When I tell my grandchildren what it was like to cheer for the Devil Rays I might focus only on the good players to keep the conversation brief. Perhaps I will only talk about our first basemen. Beginning with Fred McGriff and his helicopter follow through and how he was the first real Ray inducted into the hall of fame, good lord willing. Then I would shift to Tino Martinez and his victory lap as the prodigal son of the bay area. I would skip the Travis Lee era and hit upon the Greg Norton era, well, a small part of it at least, and in a matter of fact manner I would feel as if I were rehashing the tale of Wally Pipp and Lou Gehrig so many years before.

Okay so Carlos Pena is not quite the Iron Horse, nobody else is, yet he is easily one of the most enjoyable players in baseball today. I am not sure if it was always that way in Detroit, but since Pena arrived in St. Petersburg he has certainly became incredibly fun to watch. The folklore around Pena begins the day the team releases him. More specifically his meeting with Maddon when the manager had to inform the player he did not have room on the roster for him.
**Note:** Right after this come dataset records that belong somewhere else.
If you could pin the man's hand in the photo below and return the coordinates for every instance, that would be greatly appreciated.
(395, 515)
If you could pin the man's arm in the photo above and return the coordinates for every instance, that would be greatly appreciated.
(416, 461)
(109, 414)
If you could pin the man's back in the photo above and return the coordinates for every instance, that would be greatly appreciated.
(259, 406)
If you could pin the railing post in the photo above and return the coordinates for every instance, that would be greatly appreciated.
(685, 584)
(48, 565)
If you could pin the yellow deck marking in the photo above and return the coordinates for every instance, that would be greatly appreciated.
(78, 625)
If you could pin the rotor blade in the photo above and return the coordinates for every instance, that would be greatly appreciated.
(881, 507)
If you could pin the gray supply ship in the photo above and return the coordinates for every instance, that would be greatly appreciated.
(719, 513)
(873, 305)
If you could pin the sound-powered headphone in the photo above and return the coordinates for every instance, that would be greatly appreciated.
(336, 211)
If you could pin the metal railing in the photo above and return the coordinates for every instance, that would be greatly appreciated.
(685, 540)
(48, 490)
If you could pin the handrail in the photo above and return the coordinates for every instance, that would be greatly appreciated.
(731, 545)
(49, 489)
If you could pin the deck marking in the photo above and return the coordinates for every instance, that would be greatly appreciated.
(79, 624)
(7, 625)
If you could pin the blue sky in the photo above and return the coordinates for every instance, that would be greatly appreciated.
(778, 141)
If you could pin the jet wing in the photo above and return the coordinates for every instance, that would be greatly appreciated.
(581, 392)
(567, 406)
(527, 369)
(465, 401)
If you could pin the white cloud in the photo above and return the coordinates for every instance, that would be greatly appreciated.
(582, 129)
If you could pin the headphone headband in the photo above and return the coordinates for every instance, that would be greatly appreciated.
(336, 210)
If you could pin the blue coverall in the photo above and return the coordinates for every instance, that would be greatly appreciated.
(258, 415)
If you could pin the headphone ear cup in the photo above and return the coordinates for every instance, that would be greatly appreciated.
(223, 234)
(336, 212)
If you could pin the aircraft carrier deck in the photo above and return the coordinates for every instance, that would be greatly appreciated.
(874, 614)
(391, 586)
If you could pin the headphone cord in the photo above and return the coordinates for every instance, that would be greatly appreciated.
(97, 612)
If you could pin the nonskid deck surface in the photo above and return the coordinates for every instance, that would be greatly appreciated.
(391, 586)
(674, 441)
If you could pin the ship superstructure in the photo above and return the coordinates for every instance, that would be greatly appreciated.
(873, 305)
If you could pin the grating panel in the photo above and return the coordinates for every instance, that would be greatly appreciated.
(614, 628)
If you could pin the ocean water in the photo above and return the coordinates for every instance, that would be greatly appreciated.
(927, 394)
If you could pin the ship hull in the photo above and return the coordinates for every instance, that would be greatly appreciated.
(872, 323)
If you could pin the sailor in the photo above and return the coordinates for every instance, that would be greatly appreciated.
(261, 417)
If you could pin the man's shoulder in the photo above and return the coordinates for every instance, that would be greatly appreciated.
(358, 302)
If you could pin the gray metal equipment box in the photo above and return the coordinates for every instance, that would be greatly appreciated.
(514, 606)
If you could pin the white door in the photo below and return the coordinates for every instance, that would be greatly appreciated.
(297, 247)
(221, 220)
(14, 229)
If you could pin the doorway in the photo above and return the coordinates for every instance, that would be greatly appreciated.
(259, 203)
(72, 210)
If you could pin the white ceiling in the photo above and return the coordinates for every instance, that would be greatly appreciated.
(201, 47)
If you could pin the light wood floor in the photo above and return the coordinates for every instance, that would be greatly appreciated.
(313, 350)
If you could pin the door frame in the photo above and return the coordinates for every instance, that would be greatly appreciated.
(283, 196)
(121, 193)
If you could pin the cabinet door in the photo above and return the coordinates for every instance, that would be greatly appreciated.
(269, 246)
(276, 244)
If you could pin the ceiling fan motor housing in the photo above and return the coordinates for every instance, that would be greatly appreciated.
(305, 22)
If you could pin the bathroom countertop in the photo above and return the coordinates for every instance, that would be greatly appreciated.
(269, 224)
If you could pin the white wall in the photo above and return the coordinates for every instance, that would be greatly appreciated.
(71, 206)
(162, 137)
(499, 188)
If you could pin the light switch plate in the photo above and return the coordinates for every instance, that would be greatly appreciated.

Pena told Maddon he was lying and that he would see him in New York. I cannot think of too many players who would get away by essentially calling the manager a liar but even more so I cannot think of too many people who would be told they were fired then look to their former boss and say "I'll see you in the office Monday." It was in those same released articles that Pena shared his vision of being the opening day first baseman for the Rays and hitting 40 homeruns. At this point even I started wondering if Pena was on drugs, although marijuana is not a drug it is a plant, if Pena so happened to stand next to it while it was on fire he would however get high. Drugs are made in labs and have recipes. Add water, add baking soda, I do not know the formula I am just saying.

Pena would not start opening day and he would his a half-dozen more than 40, but I'm not getting into the numbers because this is not analytical piece. Throughout 2007 Pena would be one of the few reasons to enjoy the season. He was our David Ortiz and everyone appreciated the amazing run of bombs no matter how unlikely they were to continue. The off-season would come and Pena would be rewarded with an extension, the biggest in Rays history at the time. Everyone cheered.

The most amazing aspect for me is how Pena went from the 41st man to the man in a year. At the stadium press conference at Al Lang do you know who was hitting balls into the bay? It was Carlos. Patrick knows this well because Patrick was almost killed by one that was essentially foul. On the Tobacco Free Florida commercials which we all mock the one guy who you can take sincerely is Pena because he doesn't seem like the type who lies.

Is there even a reason to dislike Pena? I guess maybe if you think batting average is the end all you wouldn't particularly like him, or if you are a Boston Red Sox fan, but you don't count anyways. There's just something special about him. Even when he hits a homerun he runs the bases with his hand on his helmet for whatever reason. How many times has Pena sounded the foghorn and the Feel the Heat song? How many fewer white splotches would the restaurant's center field wall have if Pena played elsewhere?

I am sure you are beginning to wonder what is the point of this and that is a good question, and it is one I do not have an answer to. I simply wanted to write about Carlos Pena and enjoy the moment.